The last step in transitioning back to normal eating for a post Bariatric surgery diet is eating solid but soft foods; these commonly consist of diced meats or fresh fruit. This last phase of the post Bariatric surgery diet lasts up to eight weeks and slowly acclimates the body back to digesting solid food intake. Only after this period is successfully completed without complications will the patient make the full transition to eating solid foods again.

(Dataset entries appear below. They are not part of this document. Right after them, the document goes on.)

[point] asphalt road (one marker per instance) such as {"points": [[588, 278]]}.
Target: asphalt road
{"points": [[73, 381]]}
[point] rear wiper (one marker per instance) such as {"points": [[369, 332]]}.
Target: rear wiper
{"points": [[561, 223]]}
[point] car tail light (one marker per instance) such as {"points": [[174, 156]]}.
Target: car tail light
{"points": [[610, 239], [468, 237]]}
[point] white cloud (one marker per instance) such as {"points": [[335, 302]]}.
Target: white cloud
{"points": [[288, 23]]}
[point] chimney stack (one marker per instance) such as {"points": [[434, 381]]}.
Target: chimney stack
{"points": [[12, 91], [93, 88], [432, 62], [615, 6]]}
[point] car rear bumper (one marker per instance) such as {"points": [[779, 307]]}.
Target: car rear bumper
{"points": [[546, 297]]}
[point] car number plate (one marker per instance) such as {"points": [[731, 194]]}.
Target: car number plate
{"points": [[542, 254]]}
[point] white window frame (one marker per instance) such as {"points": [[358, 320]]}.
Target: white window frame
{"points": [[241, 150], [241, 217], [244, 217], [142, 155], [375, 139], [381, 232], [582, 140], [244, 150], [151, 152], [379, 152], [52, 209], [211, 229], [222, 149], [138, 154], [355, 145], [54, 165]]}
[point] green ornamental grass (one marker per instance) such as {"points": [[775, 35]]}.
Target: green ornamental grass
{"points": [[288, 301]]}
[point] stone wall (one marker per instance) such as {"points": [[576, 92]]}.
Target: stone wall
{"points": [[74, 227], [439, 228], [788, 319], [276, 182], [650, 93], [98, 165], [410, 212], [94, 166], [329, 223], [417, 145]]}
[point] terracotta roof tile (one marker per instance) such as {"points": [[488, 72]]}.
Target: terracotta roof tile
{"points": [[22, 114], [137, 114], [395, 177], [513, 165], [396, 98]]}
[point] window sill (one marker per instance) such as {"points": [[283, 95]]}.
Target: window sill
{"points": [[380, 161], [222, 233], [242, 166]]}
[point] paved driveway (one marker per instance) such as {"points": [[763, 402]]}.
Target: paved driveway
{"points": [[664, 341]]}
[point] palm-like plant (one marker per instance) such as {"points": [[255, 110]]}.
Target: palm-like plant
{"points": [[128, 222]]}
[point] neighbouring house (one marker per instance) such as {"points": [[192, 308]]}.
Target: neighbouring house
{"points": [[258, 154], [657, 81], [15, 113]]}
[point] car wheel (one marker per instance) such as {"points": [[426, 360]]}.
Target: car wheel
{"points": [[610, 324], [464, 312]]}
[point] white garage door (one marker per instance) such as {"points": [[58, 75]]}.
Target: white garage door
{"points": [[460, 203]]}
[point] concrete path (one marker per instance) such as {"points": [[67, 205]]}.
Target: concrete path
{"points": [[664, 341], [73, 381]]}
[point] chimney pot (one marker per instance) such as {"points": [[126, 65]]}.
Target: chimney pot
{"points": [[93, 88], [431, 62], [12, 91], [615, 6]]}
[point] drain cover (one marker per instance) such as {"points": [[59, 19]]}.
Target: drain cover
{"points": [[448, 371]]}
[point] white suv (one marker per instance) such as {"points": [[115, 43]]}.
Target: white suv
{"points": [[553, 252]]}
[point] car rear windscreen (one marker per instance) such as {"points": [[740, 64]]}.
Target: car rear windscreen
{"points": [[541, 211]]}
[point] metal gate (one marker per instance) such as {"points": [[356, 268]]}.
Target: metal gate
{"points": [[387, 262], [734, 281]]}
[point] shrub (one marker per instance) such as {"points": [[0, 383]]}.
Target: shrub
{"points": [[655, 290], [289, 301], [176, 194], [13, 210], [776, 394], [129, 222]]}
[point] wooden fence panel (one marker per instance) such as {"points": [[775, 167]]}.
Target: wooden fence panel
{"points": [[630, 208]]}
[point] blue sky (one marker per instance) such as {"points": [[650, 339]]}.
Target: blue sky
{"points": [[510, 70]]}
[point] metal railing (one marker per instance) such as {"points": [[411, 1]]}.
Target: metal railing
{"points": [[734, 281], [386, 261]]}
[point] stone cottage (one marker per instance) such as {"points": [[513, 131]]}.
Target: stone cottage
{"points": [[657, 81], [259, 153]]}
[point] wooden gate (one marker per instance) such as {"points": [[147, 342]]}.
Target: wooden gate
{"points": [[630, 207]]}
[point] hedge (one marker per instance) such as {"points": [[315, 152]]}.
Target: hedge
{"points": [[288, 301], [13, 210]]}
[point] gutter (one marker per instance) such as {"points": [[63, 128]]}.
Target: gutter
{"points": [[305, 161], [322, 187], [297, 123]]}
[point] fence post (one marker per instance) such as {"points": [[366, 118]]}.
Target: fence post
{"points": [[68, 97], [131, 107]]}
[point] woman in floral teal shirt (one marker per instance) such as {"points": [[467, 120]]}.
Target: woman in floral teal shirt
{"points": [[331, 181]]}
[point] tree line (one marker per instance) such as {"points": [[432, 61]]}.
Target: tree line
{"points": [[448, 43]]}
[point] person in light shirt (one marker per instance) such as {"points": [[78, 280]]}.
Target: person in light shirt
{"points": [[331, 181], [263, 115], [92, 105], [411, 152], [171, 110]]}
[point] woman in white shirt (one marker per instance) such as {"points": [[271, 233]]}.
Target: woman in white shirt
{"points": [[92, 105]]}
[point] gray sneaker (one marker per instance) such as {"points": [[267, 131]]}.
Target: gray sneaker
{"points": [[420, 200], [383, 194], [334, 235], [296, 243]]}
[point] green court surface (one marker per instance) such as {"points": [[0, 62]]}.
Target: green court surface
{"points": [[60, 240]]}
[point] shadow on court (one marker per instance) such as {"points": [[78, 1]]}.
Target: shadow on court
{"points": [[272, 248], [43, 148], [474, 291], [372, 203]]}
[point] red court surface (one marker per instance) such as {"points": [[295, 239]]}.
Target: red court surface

Some of the changes that are important after weight loss surgery include assessing which foods work and which don’t for a particular patient. There is no comprehensive list of foods to eat and foods to avoid; rather, it is a matter of trial and error to determine foods that the body can tolerate in its new state. Still, common foods to avoid – based on the experience of other patients – include popcorn, carbonated beverages including soda, nuts, seeds, and tough meats to name a few. In general, these foods can be slowly incorporated back into one’s diet but only after a prolonged period of caution to ensure that the body indeed does not suffer from any post Bariatric surgery diet complications.
As a last reminder, portion sizes and eating frequencies are also expected to change. With Bariatric surgery, the stomach size is decreased to accommodate much smaller portions; hence, it is no longer possible for patients to eat the same food servings as before. Smaller portions are recommended for a long term success. Likewise, more frequent meals perhaps in 2-3 hour intervals, are also necessary to stem hunger without overeating. On top of this, patients might also be required to take food supplements as a precaution against malabsorptive complications or the inability of the body to absorb certain nutrients due to its altered anatomical structure.
Despite all these vagaries for post Bariatric surgery diet, modern medical science has shown countless successful cases with very scant instances of serious complications. Seriously obese individuals who need to lose weight would greatly benefit from exploring Bariatric surgery options so they can set themselves on the road to health.